Мартовский ветер гулял по Клеймёново, задувая в печные трубы и раскачивая голые ветки яблонь. От реки тянуло сыростью и прелью — снег уже сошел, обнажив черную, набухшую влагой землю. Софья Кривчикова стояла у покосившегося плетня и смотрела на восток, туда, где третьи сутки глухо ухали орудия. Фронт дышал где-то рядом, за холмами, и от этого дыхания дрожала посуда в буфете, а стекла в окнах позванивали тонко и жалобно.

Она перекрестилась мелко, привычно, и пошла к сараю. В левой руке несла пустое ведро, в правой — обломок лопаты. Лопату еще осенью сломал покойный муж Егор, когда рыл погреб, да так и не починил — помер в декабре от сердца, не дождавшись ни весны, ни похоронки на сына. Похоронку на Ванюшу принесли в январе, и с тех пор Софья жила как в тумане — делала, что положено, ела, спала, даже с соседками перебрасывалась парой слов, но внутри все замерло, оцепенело, будто заледенела река.

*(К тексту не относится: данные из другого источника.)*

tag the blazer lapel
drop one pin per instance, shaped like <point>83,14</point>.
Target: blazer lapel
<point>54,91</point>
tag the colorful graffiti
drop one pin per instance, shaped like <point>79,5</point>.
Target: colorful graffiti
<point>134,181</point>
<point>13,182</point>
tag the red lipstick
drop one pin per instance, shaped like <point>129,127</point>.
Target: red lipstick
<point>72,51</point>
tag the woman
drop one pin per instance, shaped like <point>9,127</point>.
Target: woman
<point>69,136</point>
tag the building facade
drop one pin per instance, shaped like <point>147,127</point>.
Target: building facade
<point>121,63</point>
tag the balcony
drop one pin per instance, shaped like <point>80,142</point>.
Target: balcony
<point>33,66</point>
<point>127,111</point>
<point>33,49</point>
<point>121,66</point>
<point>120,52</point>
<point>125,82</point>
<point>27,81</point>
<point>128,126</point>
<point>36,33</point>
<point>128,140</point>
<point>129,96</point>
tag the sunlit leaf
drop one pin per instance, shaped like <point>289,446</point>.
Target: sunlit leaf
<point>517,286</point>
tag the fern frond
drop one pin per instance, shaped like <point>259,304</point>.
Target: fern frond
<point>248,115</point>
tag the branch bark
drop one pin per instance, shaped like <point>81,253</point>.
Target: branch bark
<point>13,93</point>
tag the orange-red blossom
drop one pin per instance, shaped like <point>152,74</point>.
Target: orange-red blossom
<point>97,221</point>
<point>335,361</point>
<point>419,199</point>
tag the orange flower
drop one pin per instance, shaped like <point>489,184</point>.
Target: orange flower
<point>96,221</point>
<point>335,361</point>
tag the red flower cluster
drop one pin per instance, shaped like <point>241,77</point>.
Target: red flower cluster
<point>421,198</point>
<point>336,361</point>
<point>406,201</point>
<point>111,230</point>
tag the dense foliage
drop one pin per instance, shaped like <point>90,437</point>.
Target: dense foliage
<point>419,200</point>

Сын, Ванюшка, приснился ей прошлой ночью. Стоял у колодца, молодой, светлый, в гимнастерке, и пил воду из кринки. Пил жадно, запрокинув голову, а она стояла рядом и не могла ни слова сказать, ни пошевелиться. Проснулась в слезах и до рассвета пролежала с открытыми глазами, слушая далекую канонаду.

Теперь же, перебирая в уме этот сон, Софья отворила скрипучую дверь сарая, взяла лопату поновее и направилась к дальнему концу огорода, где с осени осталась невскопанная полоса под картошку. Война войной, а земля ждать не будет. Ежели немцы опять не налетят, надо сажать. Чем кормиться-то?

Она воткнула лопату в рыхлую землю и надавила ногой. Железо вошло легко, с влажным чмоканьем. Софья перевернула пласт и вдруг замерла.

Показалось? Или впрямь почудилось?

Из-за кустов бузины, что росли у задней стены огорода, донесся шорох. Не кошка, не курица — слишком тяжелый, осторожный. Софья медленно выпрямилась, перехватив черенок поудобнее. Сердце забилось часто-часто.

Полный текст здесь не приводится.